Uninsured vehicles: There is an initiative in the UK called Operation Tutelage, which aims to educate and target uninsured drivers. All Police Forces upload suspected uninsured vehicles to our national system operated by Go Safe Wales. We work with the UK Motor Insurance Bureau (MIB) and send them offence data to be checked via a Secure File Transfer (SFTP) and scheduled batch jobs. Files sent and received get logged in the DOME application, which then triggers a process to issue a warning letter to these uninsured drivers.
What it could be like in the future?
StarTraq has always moved with the times, and we are constantly investing in our software to ensure it is up to date with the latest technologies. Our architecture means that our software can be deployed in the cloud. Durham Constabulary are the first Police force to benefit from cloud-deployment efficiencies, North Wales Police are going live soon, and we expect other Police Forces to follow suit in the coming years.
Many of our clients already use our public-facing system (StarPortal) so that motorists can view their evidence online and nominate another driver. The next logical step is for the Police to accept admissions online. StarTraq is ready for this now.

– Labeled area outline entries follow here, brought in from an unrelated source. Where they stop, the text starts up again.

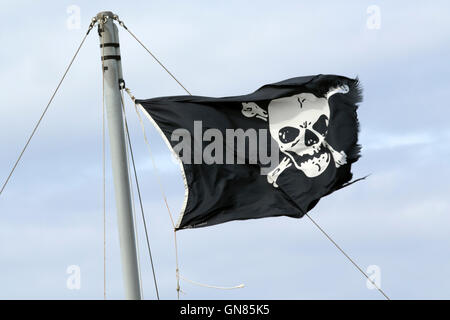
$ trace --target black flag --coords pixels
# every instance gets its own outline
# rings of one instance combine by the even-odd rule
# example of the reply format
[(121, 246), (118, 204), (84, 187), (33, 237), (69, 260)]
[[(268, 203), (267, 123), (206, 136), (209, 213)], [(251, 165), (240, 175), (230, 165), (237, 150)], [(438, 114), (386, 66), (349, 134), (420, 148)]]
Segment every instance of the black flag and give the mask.
[(181, 160), (177, 229), (302, 217), (345, 186), (359, 158), (358, 80), (299, 77), (225, 98), (136, 100)]

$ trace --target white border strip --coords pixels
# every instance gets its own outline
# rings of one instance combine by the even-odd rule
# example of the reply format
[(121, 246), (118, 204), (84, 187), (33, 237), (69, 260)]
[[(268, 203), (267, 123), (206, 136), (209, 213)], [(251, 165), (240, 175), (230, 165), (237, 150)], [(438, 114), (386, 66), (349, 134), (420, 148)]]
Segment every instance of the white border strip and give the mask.
[(152, 116), (145, 110), (145, 108), (140, 103), (136, 103), (136, 105), (141, 108), (142, 113), (145, 114), (145, 116), (153, 124), (155, 129), (159, 132), (159, 134), (163, 138), (164, 142), (166, 143), (167, 147), (172, 152), (172, 154), (175, 157), (175, 159), (178, 160), (178, 163), (180, 165), (181, 175), (183, 177), (183, 182), (184, 182), (184, 201), (183, 201), (183, 206), (181, 207), (181, 213), (180, 213), (180, 215), (178, 217), (178, 220), (177, 220), (177, 224), (175, 225), (175, 228), (178, 229), (180, 227), (181, 220), (183, 220), (183, 216), (184, 216), (184, 212), (186, 211), (186, 206), (187, 206), (187, 201), (188, 201), (188, 196), (189, 196), (189, 188), (188, 188), (188, 185), (187, 185), (186, 174), (184, 173), (183, 162), (181, 161), (180, 157), (175, 152), (175, 150), (173, 150), (172, 145), (170, 144), (170, 141), (167, 139), (166, 135), (164, 134), (164, 132), (162, 132), (161, 128), (158, 126), (158, 124), (152, 118)]

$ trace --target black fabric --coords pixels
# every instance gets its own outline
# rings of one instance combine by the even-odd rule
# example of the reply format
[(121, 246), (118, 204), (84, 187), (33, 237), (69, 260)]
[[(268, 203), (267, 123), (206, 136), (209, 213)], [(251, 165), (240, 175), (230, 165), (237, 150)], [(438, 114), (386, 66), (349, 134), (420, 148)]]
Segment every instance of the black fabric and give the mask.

StarPortal can already be configured to accept admissions. This will enable motorists to deal with their case much more quickly, and it guarantees that their response is not lost in the mail. In addition, Central Ticket Offices will enjoy considerable time savings because they will not need to open and scan as many paper responses.
We are also noticing the adoption of more safety camera technology in other emerging markets around the world especially in Eastern Europe and Africa. StarTraq’s software can be delivered in multiple languages including Cyrillic, Mandarin and Arabic, as illustrated by our current deployment with the Ministry of Interior in Qatar.
Finally, in the future, we see camera technologies being introduced to enforce distracted driving and mobile phone use, seatbelt wearing, careless driving, Clean Air Zones and Low Emission Zones. StarTraq’s DOME software can be configured to process any offence type without undertaking expensive customised development. When it arrives, StarTraq will be ready to process the evidence from any new enforcement technologies in the market.
StarTraq’s software solutions automate offence processing for police and government authorities to issue millions of notices every year. Our cloud-based back-office enforcement solution, the DOME, can be used by the Police and councils to process any type of offence for which a ticket can be issued, e.g. speeding, red-light running, parking, environmental, yellow box and bus lane offences. In addition, our cloud-based permits and licensing system, which interfaces with Street Manager, enables local government to digitise the application, approval, issuing and enforcement of any permit or licence, e.g. skips, scaffolding and street cafés. Ultimately, the main benefits of choosing StarTraq are quantifiable operational efficiencies driven by automation and versatility.